Face recognition methods. In our white-box attack experiment, the backbone of the face recognizer [6] is pre-trained ResNet50 under ArcFace. The face recognizer takes cropped images (112 × 112) as input and returns the final 512-D embedding features. To illustrate the transferability, we further use recognizers [8] pre-trained under CosFace with ResNet34 and ResNet50 as the backbone respectively to verify the black-box attack performance. We choose these two FRS as ArcFace and CosFace perform SOTA in face recognition.

Mask detection methods. The mask detection method bases on RetinaNet [26] , an efficient one-stage objects detecting method. The pre-trained model [37] we used is competitive in existing mask detectors, achieving 91.3% mAP at the face_mask validation dataset (including 1839 images). The mask detector outputs two probabilities of not-masked and masked faces respectively. By comparing these two probabilities, we can judge whether there is a mask.

Datasets. We utilize 1M images of 690K individuals in MegaFace Challenge 1 as the gallery set. In terms of the probe set, we refer to the setting of MegaFace [22] and use a subset of FaceScrub (i.e., 3,530 images of 80 celebrities) for efficiency. For the template images used to extract faced masks, we use StyleGAN to generate images with seeds numbered from 1 to 13,000. As some generated images have illumination or occlusion problems, we manually select 3,136 high-quality face images.

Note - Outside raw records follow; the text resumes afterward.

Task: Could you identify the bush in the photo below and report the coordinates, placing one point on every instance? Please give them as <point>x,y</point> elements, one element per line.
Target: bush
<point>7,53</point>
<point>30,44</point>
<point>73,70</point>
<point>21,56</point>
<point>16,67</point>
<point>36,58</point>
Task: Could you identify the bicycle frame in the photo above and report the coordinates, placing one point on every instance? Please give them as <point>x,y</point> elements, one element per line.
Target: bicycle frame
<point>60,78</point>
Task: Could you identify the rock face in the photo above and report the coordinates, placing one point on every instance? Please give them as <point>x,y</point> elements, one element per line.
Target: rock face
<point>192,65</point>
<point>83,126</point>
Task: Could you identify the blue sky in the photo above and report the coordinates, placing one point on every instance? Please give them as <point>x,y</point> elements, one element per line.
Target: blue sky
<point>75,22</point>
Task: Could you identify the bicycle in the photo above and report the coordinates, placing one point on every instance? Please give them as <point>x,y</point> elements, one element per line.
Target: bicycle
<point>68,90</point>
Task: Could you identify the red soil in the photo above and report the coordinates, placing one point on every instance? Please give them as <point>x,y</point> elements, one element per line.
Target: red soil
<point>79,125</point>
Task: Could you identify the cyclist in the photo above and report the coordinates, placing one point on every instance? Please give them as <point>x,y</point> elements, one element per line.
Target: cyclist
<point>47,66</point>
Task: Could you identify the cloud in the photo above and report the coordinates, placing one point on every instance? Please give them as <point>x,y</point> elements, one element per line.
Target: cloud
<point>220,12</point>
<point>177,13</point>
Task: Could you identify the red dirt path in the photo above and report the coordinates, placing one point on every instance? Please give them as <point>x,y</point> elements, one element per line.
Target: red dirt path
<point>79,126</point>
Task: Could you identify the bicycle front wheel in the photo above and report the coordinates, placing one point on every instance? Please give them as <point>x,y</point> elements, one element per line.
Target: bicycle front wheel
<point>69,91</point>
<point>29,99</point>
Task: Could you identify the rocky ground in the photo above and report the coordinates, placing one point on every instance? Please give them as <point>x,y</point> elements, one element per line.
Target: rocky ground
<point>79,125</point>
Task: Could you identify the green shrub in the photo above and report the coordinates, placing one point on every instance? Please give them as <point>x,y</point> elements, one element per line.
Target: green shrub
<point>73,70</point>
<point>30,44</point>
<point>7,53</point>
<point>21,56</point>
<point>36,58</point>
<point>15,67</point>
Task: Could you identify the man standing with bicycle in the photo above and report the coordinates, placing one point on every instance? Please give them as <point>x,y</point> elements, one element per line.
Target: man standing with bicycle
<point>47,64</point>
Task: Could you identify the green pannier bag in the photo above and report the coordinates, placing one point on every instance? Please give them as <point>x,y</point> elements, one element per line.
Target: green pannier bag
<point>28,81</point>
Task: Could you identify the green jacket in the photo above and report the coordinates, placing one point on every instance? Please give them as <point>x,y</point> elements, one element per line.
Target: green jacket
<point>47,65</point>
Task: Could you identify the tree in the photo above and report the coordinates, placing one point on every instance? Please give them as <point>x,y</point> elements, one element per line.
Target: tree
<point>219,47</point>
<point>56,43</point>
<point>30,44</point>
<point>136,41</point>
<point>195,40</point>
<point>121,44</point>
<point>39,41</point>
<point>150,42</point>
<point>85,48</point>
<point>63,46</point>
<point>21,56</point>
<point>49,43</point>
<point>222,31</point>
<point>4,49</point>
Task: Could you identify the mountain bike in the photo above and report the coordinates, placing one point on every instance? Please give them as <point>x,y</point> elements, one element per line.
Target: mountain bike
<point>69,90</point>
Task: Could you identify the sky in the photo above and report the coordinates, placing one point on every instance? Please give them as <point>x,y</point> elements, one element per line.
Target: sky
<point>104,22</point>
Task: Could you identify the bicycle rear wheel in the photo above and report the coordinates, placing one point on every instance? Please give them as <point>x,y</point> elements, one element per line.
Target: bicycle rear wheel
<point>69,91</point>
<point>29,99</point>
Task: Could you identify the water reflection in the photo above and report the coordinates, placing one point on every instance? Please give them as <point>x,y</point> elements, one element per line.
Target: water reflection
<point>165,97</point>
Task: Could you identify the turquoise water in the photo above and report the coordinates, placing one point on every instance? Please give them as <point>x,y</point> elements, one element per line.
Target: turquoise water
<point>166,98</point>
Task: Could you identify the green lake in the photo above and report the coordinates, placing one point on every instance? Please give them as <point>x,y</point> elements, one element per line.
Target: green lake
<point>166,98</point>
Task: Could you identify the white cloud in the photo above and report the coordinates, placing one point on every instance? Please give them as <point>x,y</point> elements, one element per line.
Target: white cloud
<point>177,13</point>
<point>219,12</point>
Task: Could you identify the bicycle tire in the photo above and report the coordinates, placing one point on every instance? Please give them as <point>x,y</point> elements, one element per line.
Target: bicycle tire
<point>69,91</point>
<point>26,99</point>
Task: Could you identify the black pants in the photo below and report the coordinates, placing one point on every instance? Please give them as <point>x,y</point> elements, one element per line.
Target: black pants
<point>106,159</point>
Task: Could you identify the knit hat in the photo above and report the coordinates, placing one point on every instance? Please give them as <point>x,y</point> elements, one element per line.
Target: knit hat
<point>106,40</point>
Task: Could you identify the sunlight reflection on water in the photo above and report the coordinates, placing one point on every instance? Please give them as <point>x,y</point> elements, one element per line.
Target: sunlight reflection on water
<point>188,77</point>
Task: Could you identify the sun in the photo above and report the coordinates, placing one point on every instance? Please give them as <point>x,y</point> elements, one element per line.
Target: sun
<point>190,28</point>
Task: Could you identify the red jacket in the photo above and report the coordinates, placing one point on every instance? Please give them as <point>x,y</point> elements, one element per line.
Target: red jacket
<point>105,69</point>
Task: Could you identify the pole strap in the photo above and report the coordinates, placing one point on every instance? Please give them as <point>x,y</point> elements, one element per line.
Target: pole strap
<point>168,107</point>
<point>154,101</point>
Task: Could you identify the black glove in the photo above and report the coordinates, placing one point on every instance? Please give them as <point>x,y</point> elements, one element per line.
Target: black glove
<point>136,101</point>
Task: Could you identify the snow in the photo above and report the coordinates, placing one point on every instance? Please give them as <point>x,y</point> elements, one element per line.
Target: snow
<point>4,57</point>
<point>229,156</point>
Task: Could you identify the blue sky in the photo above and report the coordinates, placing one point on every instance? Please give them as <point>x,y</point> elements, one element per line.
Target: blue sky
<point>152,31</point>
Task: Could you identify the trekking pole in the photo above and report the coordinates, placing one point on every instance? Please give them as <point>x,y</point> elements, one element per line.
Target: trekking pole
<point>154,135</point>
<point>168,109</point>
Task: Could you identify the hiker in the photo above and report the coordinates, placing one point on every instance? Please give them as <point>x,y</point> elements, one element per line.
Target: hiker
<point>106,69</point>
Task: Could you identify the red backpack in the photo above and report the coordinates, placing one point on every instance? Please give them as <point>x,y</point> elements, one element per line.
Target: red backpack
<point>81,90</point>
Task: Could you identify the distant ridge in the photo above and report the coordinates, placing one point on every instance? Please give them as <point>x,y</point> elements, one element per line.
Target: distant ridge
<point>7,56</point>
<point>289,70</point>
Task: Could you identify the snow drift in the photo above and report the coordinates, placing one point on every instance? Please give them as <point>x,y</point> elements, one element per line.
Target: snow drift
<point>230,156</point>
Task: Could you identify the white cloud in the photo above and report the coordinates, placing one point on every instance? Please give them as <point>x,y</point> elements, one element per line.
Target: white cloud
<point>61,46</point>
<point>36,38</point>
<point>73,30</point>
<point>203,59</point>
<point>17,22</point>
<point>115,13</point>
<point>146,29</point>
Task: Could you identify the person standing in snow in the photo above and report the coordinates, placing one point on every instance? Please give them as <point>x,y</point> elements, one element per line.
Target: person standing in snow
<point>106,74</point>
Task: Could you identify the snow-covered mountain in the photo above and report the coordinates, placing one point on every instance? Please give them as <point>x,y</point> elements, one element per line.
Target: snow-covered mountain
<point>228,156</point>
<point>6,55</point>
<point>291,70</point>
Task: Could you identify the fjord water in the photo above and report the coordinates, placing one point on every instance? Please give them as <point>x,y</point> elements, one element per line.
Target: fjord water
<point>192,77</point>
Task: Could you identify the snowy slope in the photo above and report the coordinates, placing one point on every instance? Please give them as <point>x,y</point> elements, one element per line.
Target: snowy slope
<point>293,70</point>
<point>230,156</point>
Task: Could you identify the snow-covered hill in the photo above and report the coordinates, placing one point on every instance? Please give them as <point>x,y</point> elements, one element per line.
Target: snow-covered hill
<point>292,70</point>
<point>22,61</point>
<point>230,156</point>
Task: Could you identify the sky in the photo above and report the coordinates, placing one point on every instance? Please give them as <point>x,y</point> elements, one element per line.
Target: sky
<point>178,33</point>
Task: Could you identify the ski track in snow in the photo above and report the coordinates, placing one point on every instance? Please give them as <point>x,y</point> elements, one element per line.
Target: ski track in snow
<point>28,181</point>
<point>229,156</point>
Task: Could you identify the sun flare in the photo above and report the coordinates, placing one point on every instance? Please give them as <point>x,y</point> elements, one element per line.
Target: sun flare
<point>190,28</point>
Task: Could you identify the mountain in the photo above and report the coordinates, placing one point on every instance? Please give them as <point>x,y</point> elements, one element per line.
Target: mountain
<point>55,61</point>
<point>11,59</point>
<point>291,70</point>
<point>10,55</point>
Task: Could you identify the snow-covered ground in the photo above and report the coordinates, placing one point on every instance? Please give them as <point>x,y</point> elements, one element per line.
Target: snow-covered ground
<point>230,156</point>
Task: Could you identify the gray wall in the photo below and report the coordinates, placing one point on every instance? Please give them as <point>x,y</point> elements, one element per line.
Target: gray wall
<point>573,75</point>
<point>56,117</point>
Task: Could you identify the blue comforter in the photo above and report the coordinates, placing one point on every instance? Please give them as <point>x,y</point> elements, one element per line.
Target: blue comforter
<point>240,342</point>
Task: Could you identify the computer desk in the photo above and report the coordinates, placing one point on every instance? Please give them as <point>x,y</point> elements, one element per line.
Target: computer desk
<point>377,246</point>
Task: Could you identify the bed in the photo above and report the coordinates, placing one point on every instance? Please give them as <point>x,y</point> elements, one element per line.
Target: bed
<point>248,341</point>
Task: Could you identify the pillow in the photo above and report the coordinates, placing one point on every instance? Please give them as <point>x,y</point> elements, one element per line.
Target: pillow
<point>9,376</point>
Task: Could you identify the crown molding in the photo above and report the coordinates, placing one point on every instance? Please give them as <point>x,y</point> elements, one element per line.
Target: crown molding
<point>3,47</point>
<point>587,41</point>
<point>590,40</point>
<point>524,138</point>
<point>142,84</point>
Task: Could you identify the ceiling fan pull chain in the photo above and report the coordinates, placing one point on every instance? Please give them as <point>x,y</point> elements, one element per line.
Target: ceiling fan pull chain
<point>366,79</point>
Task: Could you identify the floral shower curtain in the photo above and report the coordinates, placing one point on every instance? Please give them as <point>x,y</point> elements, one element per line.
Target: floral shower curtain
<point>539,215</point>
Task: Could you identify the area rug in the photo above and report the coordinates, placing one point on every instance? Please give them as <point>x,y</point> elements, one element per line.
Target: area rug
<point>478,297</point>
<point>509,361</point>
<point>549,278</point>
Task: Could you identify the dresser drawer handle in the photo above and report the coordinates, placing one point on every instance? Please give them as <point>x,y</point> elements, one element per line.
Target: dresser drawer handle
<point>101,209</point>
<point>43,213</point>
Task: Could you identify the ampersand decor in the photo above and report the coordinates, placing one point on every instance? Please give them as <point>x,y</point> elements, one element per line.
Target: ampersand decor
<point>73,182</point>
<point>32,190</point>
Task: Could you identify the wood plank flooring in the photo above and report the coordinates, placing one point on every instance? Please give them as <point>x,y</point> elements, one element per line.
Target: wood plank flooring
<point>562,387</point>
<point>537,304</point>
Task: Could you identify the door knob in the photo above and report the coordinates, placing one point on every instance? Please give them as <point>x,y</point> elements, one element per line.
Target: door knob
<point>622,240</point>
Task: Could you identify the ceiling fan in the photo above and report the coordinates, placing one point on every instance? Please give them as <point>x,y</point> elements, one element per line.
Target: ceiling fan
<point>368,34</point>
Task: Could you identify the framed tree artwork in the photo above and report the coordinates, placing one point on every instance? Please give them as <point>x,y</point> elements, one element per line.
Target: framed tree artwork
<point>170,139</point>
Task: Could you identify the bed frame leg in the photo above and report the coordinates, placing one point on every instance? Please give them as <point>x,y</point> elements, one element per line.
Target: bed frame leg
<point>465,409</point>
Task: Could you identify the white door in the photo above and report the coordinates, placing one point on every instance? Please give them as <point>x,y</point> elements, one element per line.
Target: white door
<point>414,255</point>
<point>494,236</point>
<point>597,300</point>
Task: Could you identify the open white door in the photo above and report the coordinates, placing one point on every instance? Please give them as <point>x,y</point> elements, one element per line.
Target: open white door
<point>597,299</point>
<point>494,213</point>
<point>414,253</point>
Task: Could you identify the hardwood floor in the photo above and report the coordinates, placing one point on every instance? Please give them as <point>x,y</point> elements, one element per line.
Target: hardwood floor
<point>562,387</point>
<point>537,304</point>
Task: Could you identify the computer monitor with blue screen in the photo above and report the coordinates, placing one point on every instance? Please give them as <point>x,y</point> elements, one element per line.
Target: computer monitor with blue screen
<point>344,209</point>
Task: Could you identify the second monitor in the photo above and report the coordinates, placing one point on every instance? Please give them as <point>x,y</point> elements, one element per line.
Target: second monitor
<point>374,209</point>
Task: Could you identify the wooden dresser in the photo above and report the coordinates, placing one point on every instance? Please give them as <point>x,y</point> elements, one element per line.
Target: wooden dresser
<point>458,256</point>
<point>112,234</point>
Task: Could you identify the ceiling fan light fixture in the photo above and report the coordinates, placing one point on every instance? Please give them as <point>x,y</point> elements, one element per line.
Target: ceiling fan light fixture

Evaluation settings. The face recognition evaluation is based on masked/not-masked pairs. We add masks to images of the probe set and remain images in the gallery not-masked. When adding masks, we select the most similar face image to the original face image from 3,136 template images according to the features extracted by the face recognition model, which aims to make the masked faces look more natural. In AdvNoise-DM, we use PGD attack to add deliberate noise. The epsilon (maximum distortion of adversarial example) is 0.04. The step size for each attack iteration is 0.001 while the number of iterations is 40. The ratio is set to 1. In MF 2 M, we add noise with an epsilon of 0.01. The kernel size of the pixel-wise kernels is 5. When alter the pixel-wise kernels, the step size is 0.1 and the number of iterations is 160. Here we set the coefficient to 1, same as . All optimization objectives are restricted to the faced mask area obtained by a deep learning-based method [7] . Metrics. For face recognition, we use the top-1 identification rate in the face identification task, the true accept rate (TAR) at 10 −6 false accept rate (FAR) and the area under curve (AUC) in the face verification task. For mask detection, we use the detection rate. To reflect the degree of reconstructed modification and evaluate the naturalness of the generated images, we further use the PSNR and the structural similarity (SSIM) [44] to measure the similarity between the adversarial masked results and the corresponding images from DM. The region of the calculation for similarity metrics is the whole image.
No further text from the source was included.